The paramount standard, then, for determining a custody dispute under the applicable statute and case law is the best interest of the child. In determining the best interest of the child a court must consider all relevant factors. Section 602 of the Illinois Marriage and Dissolution of Marriage Act (Ill. Rev. Stat. 1981, ch. 40, par. 602) enumerates a useful reference list of relevant factors. Of obvious importance in the present case is the capacity of the parties to care for a child appropriately; the length of time Richard has been in the respondent's custody; his adjustment to home, school, and community; the mental and physical health of all the parties involved; and the potential for physical violence and alcohol abuse in the homes in which he might be placed.
Clearly, a custody decision in a case such as this requires a careful determination of the relevant facts and a sensitive weighing of a series of factors. A summary judgment proceeding is ill suited to such a determination. In this case, moreover, issues of material fact were raised by the affidavits and pleadings, including the petitioner's emotional stability, her husband's sobriety, the respondent's emotional stability, and the economic motivation of the parties in seeking Richard's custody in view of a modest sum he received from an insurance policy on his father's life. These are of crucial importance in making a custody decision. These facts, as well as the effect of removing seven-year-old Richard from the home in which he has been cared for since he was two months old, can only be established and weighed at a hearing on the merits at which both parties are free to present evidence and to cross-examine each other's witnesses.

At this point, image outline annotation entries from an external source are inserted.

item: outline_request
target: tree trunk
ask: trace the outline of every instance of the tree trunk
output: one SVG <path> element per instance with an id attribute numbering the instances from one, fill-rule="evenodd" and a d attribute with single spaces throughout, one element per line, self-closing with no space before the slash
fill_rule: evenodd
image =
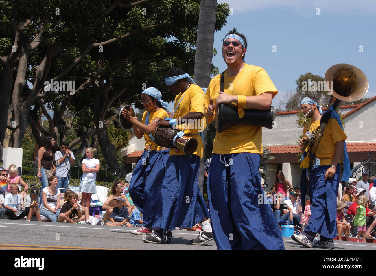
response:
<path id="1" fill-rule="evenodd" d="M 194 72 L 194 81 L 201 87 L 207 87 L 210 81 L 210 70 L 213 58 L 216 16 L 217 0 L 201 0 L 197 25 Z M 205 146 L 206 130 L 203 134 Z M 205 155 L 203 154 L 200 162 L 200 173 L 199 174 L 199 187 L 202 193 L 203 193 L 205 163 Z"/>
<path id="2" fill-rule="evenodd" d="M 217 0 L 201 0 L 194 73 L 194 81 L 201 87 L 207 87 L 210 81 L 216 15 Z"/>
<path id="3" fill-rule="evenodd" d="M 2 144 L 7 127 L 13 75 L 13 69 L 12 65 L 8 62 L 3 64 L 1 90 L 0 91 L 0 143 Z"/>

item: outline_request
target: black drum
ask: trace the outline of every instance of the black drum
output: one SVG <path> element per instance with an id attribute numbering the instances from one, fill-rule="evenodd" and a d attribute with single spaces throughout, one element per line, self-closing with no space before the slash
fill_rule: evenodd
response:
<path id="1" fill-rule="evenodd" d="M 117 112 L 116 113 L 116 124 L 121 128 L 124 129 L 129 129 L 133 126 L 133 124 L 123 117 L 123 115 L 121 115 L 121 111 L 124 108 L 128 111 L 130 110 L 130 112 L 132 114 L 132 116 L 133 117 L 136 117 L 135 111 L 133 108 L 131 109 L 131 107 L 127 105 L 126 106 L 121 107 L 118 109 Z"/>
<path id="2" fill-rule="evenodd" d="M 275 112 L 273 106 L 267 110 L 244 109 L 244 117 L 240 118 L 238 108 L 232 105 L 221 104 L 215 112 L 215 128 L 218 133 L 238 124 L 273 127 Z"/>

The judgment of the appellate court reversing the termination of the conservatorship is reversed; its judgment reversing the entry of summary judgment on the issue of the guardianship is affirmed. The judgment of the circuit court terminating the conservatorship is affirmed; its entry of summary judgment on the issue of the guardianship is reversed, and the cause is remanded to the circuit court for proceedings consistent with this opinion.
Appellate court affirmed in part and reversed in part; circuit court affirmed in part and reversed in part; cause remanded.